Спор о терроре и гарантиях против его «издержек» мало кого оставляет равнодушным в зале. Театр не стремился искусственно
…Я вспоминаю одну из последних сцен спектакля. Четвертый час ночи, а никто из комиссаров не идет домой. Усталые, с воспаленными веками, они беспорядочно, кто как, расположились вокруг длинного стола. Глубокая ночь, и зябко от пережитых волнений и усталости, и Луначарский полулег на стульях, протянув ноги в штиблетах, а Загорский присел прямо на пол и тихо переговаривается с Петровским.
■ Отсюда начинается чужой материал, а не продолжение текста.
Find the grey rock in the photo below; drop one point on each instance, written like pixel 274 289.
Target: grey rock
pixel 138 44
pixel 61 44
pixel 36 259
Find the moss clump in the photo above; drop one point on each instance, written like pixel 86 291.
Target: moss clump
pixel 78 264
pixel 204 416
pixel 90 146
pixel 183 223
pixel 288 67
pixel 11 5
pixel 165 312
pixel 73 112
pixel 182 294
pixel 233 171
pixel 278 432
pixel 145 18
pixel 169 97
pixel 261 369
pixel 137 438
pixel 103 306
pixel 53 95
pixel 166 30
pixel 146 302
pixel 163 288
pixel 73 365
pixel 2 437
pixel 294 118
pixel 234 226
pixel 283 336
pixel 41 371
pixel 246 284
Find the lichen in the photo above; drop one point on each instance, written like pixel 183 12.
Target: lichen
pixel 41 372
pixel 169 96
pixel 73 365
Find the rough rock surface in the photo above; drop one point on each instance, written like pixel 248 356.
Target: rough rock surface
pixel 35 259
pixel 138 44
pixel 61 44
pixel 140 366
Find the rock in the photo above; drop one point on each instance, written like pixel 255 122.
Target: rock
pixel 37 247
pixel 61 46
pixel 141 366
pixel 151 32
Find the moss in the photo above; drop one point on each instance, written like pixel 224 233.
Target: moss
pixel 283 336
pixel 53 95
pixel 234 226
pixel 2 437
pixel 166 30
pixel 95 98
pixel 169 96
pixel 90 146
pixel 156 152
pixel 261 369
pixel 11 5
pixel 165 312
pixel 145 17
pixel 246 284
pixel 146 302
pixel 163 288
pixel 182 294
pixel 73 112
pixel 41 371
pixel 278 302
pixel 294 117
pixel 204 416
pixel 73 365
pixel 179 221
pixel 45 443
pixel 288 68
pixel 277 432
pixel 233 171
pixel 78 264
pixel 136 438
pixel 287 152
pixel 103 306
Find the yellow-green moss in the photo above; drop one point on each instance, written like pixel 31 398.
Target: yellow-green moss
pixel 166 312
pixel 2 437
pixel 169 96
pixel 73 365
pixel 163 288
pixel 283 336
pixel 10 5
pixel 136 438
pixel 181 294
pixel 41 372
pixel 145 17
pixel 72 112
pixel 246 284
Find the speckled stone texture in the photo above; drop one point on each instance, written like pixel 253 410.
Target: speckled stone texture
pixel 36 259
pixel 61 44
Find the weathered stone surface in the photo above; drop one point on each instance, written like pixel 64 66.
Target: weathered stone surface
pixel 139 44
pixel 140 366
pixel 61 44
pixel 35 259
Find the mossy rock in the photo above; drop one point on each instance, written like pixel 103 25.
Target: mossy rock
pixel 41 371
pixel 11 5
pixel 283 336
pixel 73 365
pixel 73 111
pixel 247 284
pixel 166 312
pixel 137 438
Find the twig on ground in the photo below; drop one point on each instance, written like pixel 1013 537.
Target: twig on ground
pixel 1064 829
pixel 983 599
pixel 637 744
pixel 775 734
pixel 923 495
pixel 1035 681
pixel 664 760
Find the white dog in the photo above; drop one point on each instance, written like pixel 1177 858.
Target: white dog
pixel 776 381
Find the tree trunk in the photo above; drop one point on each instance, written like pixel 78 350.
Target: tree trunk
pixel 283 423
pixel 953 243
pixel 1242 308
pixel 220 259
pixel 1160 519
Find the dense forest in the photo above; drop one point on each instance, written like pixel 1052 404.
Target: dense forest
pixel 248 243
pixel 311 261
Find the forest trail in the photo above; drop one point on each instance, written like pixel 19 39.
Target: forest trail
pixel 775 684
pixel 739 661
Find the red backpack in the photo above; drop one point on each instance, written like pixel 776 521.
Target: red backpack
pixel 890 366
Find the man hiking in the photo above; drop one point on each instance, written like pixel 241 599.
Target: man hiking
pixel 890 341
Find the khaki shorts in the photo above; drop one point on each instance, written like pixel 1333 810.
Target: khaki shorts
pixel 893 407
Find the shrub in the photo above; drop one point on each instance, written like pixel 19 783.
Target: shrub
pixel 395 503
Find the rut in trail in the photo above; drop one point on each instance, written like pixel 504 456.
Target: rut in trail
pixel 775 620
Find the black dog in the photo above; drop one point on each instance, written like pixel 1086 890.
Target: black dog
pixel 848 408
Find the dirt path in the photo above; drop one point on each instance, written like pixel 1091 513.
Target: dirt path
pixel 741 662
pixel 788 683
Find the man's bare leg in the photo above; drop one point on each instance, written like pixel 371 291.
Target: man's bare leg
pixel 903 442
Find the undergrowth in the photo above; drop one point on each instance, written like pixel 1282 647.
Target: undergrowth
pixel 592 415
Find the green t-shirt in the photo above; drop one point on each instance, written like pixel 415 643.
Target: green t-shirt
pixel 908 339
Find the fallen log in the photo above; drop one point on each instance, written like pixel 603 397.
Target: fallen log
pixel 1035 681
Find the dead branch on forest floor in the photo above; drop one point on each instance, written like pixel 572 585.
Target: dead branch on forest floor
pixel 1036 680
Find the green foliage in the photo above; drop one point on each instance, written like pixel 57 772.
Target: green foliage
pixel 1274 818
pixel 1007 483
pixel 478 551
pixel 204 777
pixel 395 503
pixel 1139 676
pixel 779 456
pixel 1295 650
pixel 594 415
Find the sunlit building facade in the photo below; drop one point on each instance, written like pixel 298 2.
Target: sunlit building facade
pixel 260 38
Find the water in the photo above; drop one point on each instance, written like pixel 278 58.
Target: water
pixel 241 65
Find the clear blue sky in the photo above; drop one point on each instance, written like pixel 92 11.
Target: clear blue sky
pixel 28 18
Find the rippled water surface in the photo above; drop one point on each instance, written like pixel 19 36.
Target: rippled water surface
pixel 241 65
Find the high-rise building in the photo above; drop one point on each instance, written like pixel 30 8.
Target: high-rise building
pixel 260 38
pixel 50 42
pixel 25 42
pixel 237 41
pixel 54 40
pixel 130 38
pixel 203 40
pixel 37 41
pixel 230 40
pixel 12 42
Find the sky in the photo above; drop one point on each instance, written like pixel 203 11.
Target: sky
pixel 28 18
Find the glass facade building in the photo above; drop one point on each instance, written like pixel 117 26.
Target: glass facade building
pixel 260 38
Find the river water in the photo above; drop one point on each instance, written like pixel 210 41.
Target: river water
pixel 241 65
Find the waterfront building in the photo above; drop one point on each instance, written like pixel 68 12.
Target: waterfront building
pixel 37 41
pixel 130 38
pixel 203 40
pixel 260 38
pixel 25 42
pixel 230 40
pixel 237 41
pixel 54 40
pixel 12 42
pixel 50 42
Кто уронил голову на стол, кто дремлет, опершись на локоть, – но никто не спешит уйти.
И глядя на эту тесную группу, живописную, как на старых дагерротипах, потому что фоном ей служат резные спинки белых стульев с красной обивкой, думаешь об этих людях, перебираешь в памяти их судьбы. Вот они тревожатся о Ленине, боятся за его жизнь. А ведь не все даже переживут его. Умрет спустя полгода Свердлов, погибнет от эсеровской бомбы Загорский. Позже станут жертвой беззакония Крестинский и Стеклов, и другие незаметно сойдут в тень по одному… Так мало людей этого поколения доживет до старости. Они погибнут, по слову поэта, «от штыков, от каторг и от пуль – и почти никто от долгих лет».
Удивительные люди, скажут о них младшие современники. Революция не была для них внешним событием, так или иначе задевшим их лично. Она была растворена в их крови, они были ее создателями, ее участниками и сыновьями, и все ее боли и трудности были для них своими. Думая о ее судьбе, они всякий раз решали вопрос своей совести, своей судьбы. Личная нравственность была слита для них с революционным долгом, а сам долг выступал не как навязанная извне сила, а как создание их собственных чувств и разума. В этом смысле они были вправе считать себя счастливыми людьми.
Алым полыханием революции окрашен патетический финал спектакля – надежда на выздоровление Ленина и бессмертная песня Эжена Потье, не пропетая в голос – ведь нельзя шуметь рядом с комнатой, где больной Ленин, – а рассказанная его товарищами почти шепотом, но внятно и в такт, как единый вздох радости, облегчения и упрямой веры.
Эти три театральных вечера многое напомнили нам, об ином заставили задуматься. Театр, рассказавший о борьбе и поисках мысли нескольких поколений русской революционной интеллигенции, выступил как театр высокой гражданской темы, и само название его – «Современник» – засветилось вдруг новым смыслом, получило новое оправдание. У коллектива и прежде были прекрасные работы, доставившие ему известность. Но трилогия о русской революции должна, кажется, стать особой вехой в судьбе театра.
Не надо быть знакомым с актерами, бывать за кулисами или говорить с режиссером, чтобы понять – артисты поглощены, увлечены этой работой, она заново спаяла их в жизнеспособный коллектив, перевела театр на иную ступень интересов и, думаю, открыла перед ним новые горизонты.
«Мудрецы» Островского – в истории и на сцене
Минувшей зимой, проходя одной из московских улиц, я увидел на афишной тумбе: «На всякого мудреца довольно простоты» (К столетию со дня первой постановки)». Известный московский театр приглашал зрителей на премьеру старой пьесы Островского.